QBE made a net profit of $US392 million ($A424 million) for the six months to June 30, down 18 per cent from $US477 million for the same period last year.
The company has announced it will partially float its Australian mortgage lenders insurance business and sell off its US agency business.
It will also finalise the sale of its central and eastern European operations and will raise around $A810 million through a share purchase plan and institutional placement.
QBE expects the asset sales and equity raising to improve the quality and flexibility of its balance sheet and help lift the company’s performance.
The insurer is targeting a full year insurance profit margin of between eight and nine per cent, up from 7.6 per cent in the first half.

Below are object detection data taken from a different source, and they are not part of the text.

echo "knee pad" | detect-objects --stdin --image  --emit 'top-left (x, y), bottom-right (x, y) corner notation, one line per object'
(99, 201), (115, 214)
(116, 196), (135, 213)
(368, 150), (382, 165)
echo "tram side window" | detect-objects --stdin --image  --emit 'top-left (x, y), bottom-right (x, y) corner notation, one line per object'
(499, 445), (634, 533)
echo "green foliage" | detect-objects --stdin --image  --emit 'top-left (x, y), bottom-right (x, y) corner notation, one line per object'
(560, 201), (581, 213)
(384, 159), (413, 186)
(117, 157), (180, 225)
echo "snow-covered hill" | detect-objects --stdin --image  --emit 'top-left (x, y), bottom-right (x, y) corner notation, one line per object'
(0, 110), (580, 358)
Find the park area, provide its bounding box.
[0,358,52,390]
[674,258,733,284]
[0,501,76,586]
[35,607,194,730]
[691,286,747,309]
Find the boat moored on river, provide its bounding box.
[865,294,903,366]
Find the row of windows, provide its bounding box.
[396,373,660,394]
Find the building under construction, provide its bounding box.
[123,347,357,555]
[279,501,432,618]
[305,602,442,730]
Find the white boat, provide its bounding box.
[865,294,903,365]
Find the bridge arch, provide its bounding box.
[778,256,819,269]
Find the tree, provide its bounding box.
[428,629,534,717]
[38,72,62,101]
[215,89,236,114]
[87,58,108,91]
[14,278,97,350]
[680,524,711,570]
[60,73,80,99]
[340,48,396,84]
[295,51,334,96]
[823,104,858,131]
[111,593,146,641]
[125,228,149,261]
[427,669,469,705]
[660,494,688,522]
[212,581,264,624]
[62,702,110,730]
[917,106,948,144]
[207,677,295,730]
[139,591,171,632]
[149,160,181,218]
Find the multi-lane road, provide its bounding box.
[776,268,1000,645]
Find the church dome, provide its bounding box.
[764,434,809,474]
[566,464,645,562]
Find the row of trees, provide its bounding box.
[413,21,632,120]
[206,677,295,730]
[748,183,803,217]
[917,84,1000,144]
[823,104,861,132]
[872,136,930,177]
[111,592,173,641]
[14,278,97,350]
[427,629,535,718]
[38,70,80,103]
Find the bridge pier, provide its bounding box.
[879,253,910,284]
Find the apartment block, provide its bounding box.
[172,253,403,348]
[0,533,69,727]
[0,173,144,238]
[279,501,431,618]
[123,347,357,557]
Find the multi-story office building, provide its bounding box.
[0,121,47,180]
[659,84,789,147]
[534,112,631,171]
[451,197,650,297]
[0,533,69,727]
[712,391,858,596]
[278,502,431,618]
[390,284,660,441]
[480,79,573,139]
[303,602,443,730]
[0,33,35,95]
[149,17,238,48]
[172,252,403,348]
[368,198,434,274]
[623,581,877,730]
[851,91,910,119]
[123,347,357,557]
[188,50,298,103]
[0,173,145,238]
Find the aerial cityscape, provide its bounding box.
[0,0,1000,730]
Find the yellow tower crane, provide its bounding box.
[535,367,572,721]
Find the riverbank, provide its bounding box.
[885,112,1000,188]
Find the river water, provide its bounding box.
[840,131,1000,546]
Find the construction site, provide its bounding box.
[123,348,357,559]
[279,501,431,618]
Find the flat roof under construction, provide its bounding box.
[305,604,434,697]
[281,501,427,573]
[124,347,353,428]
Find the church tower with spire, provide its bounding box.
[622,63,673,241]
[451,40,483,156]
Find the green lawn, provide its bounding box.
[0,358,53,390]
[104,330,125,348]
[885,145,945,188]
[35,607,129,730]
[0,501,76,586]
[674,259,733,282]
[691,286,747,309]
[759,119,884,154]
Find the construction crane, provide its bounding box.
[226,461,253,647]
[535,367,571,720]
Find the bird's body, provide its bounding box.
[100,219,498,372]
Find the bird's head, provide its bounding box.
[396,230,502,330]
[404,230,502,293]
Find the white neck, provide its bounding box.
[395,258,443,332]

It expects gross written premium of between $US16.6 billion and $US17 billion for the full year.
Chief executive John Neal said QBE’s underlying business was performing well, despite the profit slide, which was affected by a $US170 million cash injection to address problems with its Latin American business.
“We are pleased that our underlying business is demonstrating the solid progress QBE is making towards delivering improved performance,” he said.
“When combined with the capital measures announced today, we are confident that we have turned the corner on performance consistency with enhanced financial transparency and flexibility.”
Neal said the initial public offer of the Australian lender’s mortgage insurance (LMI) operations would allow QBE to retain an exposure to a profitable business, while giving it a broader shareholder base and greater flexibility to fund its growth plans.
“QBE LMIs results have been outstanding and are expected to remain so for the foreseeable future,” he said.
“The capital intensity of this business led us to purchase additional reinsurance protection to support the business growth plans, however, with the longer term in mind, the introduction of third party shareholders offers QBE LMI enhanced capital flexibility to support its growth ambition.”
QBE’s gross written premium fell 10 per cent during the first half to $8.49 billion, due primarily to the insurer exiting a number of businesses in Europe and the US.
The company made an underwriting profit of $US244 million during the half, which was down from $US530 million a year ago, and an insurance profit of $US530 million, down from $US790 million.
It announced a fully-franked interim dividend of 15 cents per share, down from 20 cents per share a year ago.
Steel and mining group Arrium is targeting further earnings growth after lifting its full year profit 83 per cent.
Arrium, formerly known as OneSteel, made an underlying net profit of $296 million for the year to June 30, up from $162 million a year ago.
Statutory net profit was $205 million, up from a loss $701 million, which was the result of restructuring costs.
The profit increase was due to growth in the company’s mining business, which offset weakness in its steel making operations.
Arrium cut 120 jobs from its Newcastle steel-making operations in May and June, due to reduced demand for its products from the mining industry.
The company sold 12.5 million tonnes of iron ore during the year, but expects to reach 13 million tonnes in 2014/15 after doubling capacity at its Whyalla Port.
Arrium said it expected iron ore prices to improve in 2014/15 and is targeting higher earnings from its mining consumables business.
It said earnings from its steel business would remain under pressure during the first half due to weakness in international and domestic markets but expects to benefit from an increase sales volumes.
The company announced an unfranked final dividend of three cents per share, which takes the full year dividend to nine cents, up from five cents a year ago.